Between the Buried and Me: Extreme Makeover
Originally published in Guitar World, January 2010
Guitarists Paul Waggoner and Dustie Waring discuss the creation of their latest masterpiece, The Great Misdirect.
Inspired equaly by Yes, Dream Theater and Dillinger Escape Plan, the North Carolina extreme-prog band Between the Buried and Me think nothing of combining furious death metal rhythms and complex math metal licks with neoclassical leads and airy, atmospheric interludes. And to further confound listeners, they’ll casually inject acoustic folk, bouncy ragtime and mind-bending jazz fusion into the mix as well.
“If people find our music challenging, we take that as a compliment, because we’re always trying to challenge ourselves,” says guitarist Paul Waggoner, who co-founded the band in 2000 with vocalist Tommy Rogers. “With each album, we try to explore different territories and draw from even more influences in order to never repeat ourselves.”
To that end, Between the Buried and Me’s sixth album, The Great Misdirect, the follow-up to 2007’s tech-spaz opus Colors, is alternately brutal and bizarre, veering between blitzkrieg blasts of speed and textural washes of sound. Four of its six songs are more than nine minutes long, and the wildly schizophrenic 18-minute closer “Swim to the Moon” is like a concept album within a concept album.

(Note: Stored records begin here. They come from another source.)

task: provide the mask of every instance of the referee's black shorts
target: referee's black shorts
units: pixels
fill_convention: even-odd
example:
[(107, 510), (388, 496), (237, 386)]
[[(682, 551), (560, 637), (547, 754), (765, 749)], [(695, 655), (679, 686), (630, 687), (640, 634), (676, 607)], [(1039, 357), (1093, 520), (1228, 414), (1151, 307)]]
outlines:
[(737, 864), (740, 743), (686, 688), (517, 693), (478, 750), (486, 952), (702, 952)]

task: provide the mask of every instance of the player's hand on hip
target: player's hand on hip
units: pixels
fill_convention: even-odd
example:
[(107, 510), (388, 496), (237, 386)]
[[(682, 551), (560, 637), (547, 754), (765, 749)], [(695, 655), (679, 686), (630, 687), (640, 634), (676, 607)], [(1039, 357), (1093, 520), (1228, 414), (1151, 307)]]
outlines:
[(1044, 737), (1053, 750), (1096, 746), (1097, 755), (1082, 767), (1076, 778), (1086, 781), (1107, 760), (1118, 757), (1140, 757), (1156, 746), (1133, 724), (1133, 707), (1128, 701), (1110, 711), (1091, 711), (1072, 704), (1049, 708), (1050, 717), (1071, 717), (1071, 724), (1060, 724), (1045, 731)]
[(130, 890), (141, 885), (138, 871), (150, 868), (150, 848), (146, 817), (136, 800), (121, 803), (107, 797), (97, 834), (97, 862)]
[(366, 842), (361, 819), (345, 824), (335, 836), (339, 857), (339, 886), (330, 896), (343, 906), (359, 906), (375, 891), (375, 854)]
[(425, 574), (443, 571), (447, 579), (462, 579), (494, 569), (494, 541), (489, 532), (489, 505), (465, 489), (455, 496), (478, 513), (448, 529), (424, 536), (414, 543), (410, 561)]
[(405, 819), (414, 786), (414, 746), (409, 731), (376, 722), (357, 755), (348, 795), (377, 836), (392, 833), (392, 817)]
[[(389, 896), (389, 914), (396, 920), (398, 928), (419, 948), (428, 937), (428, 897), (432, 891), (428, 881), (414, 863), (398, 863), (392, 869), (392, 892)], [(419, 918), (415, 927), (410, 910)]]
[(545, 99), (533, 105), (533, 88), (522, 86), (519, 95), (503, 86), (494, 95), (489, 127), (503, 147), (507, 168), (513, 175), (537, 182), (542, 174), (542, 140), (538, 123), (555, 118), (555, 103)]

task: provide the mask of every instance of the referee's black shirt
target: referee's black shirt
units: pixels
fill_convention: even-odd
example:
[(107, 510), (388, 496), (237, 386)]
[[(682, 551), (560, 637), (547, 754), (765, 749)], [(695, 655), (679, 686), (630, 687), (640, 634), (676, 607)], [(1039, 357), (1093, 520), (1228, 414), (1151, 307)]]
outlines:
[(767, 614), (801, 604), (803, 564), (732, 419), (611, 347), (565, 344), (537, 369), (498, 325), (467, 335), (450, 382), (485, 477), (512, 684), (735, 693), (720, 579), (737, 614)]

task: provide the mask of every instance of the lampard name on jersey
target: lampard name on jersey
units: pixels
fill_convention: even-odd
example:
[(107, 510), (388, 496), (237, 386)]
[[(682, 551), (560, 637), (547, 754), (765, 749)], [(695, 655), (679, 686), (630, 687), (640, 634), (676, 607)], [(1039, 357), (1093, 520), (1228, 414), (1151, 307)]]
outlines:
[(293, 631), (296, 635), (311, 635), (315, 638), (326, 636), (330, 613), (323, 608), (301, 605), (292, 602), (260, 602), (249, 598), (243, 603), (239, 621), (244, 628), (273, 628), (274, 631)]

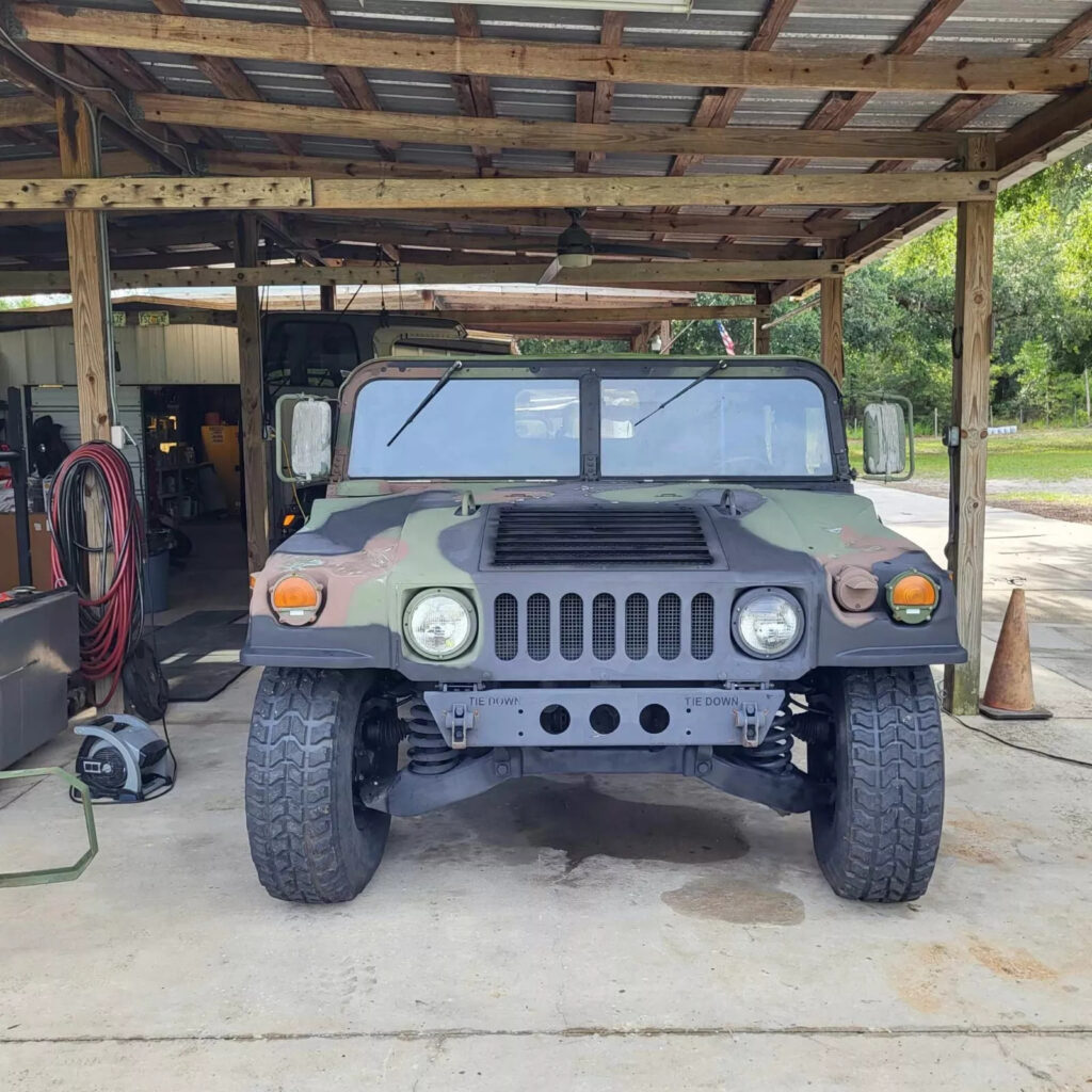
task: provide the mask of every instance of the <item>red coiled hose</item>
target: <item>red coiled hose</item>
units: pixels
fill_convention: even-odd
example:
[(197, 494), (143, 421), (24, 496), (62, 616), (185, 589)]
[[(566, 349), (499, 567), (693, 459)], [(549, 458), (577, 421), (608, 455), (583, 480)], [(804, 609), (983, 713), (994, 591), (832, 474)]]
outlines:
[[(48, 508), (54, 586), (80, 597), (80, 666), (90, 680), (110, 679), (105, 704), (144, 627), (144, 521), (129, 463), (102, 440), (82, 444), (58, 468)], [(87, 541), (93, 514), (102, 529), (95, 546)], [(93, 581), (102, 594), (91, 593)]]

Yet as sprawling and fragmented as The Great Misdirect is, the songs are bound by threads of melody that prevent the music from spiraling out of control. “I had more melodic ideas this time around instead of just crazy fretboard acrobatics,” explains Dustie Waring, Waggoner’s coguitarist.

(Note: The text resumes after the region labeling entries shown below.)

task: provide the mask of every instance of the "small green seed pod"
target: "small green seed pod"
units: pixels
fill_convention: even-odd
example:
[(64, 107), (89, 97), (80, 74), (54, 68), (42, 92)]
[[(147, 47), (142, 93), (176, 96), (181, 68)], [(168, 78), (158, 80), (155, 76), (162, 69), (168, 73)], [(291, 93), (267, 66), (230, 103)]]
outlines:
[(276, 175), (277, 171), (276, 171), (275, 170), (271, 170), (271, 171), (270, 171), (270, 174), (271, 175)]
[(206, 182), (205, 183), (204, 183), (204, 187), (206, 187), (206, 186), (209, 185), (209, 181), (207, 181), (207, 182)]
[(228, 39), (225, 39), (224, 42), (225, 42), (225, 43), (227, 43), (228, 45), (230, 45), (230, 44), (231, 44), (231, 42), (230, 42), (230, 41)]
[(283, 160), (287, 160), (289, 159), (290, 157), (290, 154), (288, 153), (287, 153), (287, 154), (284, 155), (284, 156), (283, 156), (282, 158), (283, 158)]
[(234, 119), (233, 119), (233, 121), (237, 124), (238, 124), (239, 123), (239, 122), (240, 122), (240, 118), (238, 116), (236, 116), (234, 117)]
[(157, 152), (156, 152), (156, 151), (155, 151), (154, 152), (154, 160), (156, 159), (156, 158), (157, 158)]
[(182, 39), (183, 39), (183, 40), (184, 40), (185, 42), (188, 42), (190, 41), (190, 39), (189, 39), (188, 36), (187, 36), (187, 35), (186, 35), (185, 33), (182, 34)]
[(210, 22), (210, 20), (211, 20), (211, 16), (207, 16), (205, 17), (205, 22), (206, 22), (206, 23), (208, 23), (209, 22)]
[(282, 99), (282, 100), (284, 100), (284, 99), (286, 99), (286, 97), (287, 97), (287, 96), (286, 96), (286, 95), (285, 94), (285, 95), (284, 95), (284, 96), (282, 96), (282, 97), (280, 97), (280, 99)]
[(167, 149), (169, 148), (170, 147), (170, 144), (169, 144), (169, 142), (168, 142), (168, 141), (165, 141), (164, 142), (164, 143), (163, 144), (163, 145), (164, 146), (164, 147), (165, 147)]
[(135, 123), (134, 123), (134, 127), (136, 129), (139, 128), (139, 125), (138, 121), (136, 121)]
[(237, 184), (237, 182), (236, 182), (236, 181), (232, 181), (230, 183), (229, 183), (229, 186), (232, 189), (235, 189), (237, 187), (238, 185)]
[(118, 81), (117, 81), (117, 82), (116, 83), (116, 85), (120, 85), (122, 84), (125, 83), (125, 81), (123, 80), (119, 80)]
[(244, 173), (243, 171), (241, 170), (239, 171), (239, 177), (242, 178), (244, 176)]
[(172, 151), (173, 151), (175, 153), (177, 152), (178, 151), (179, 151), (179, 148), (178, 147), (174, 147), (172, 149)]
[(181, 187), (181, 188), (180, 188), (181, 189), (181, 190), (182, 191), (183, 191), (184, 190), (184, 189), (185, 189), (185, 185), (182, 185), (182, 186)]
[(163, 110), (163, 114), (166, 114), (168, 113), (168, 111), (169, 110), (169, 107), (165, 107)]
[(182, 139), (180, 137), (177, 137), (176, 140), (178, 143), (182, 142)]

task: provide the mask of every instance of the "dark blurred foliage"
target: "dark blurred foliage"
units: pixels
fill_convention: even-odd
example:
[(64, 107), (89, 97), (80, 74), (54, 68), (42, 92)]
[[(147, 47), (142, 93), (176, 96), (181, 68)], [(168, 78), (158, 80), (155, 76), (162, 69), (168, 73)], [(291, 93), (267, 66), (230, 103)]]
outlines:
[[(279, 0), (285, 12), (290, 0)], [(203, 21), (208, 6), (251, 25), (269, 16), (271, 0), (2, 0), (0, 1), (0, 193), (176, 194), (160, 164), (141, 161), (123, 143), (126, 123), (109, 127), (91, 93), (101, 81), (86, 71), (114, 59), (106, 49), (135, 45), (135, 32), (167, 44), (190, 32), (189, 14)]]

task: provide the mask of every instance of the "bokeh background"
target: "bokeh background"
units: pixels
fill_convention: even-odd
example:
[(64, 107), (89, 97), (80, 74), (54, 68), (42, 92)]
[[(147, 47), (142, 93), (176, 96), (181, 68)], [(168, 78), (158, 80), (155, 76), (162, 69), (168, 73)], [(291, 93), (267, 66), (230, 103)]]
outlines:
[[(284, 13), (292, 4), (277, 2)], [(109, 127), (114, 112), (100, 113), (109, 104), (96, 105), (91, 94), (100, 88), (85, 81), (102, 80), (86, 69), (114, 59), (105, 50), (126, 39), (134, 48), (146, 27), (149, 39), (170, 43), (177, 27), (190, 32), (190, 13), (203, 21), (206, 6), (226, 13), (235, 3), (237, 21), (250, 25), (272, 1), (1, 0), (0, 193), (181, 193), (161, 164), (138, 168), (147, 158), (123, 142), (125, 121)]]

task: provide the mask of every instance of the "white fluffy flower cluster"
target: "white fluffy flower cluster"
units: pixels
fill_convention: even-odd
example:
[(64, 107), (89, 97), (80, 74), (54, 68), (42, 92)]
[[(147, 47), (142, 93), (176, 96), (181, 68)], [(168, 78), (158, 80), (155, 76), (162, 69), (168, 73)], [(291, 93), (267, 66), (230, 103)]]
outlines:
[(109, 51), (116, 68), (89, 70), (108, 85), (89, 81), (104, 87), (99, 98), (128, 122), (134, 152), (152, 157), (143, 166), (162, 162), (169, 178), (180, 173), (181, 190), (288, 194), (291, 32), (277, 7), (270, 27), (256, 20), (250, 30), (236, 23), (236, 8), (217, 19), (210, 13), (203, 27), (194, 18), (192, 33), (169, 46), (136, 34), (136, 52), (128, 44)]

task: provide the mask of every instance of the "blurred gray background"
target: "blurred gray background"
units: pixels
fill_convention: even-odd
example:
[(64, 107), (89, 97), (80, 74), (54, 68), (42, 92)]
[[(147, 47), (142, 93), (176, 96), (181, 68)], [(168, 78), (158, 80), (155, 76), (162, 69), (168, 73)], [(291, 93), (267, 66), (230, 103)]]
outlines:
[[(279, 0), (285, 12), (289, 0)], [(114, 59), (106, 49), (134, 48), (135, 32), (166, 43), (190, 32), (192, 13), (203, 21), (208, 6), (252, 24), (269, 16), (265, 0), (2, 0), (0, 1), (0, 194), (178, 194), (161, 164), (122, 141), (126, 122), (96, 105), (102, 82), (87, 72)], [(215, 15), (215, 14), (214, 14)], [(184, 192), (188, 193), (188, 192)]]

To keep their guitars distinct within the group’s chaotic sonic brew, Waggoner and Waring rely on clean tones. As such, the duo switched from more traditional metal-style axes to Paul Reed Smith guitars in 2008, in part because they liked the instruments’ clean tones. Waggoner says, “Their guitars work great for us. They’re a little bigger sounding and look a little classier, and they have a much better clean tone. We couldn’t be happier.”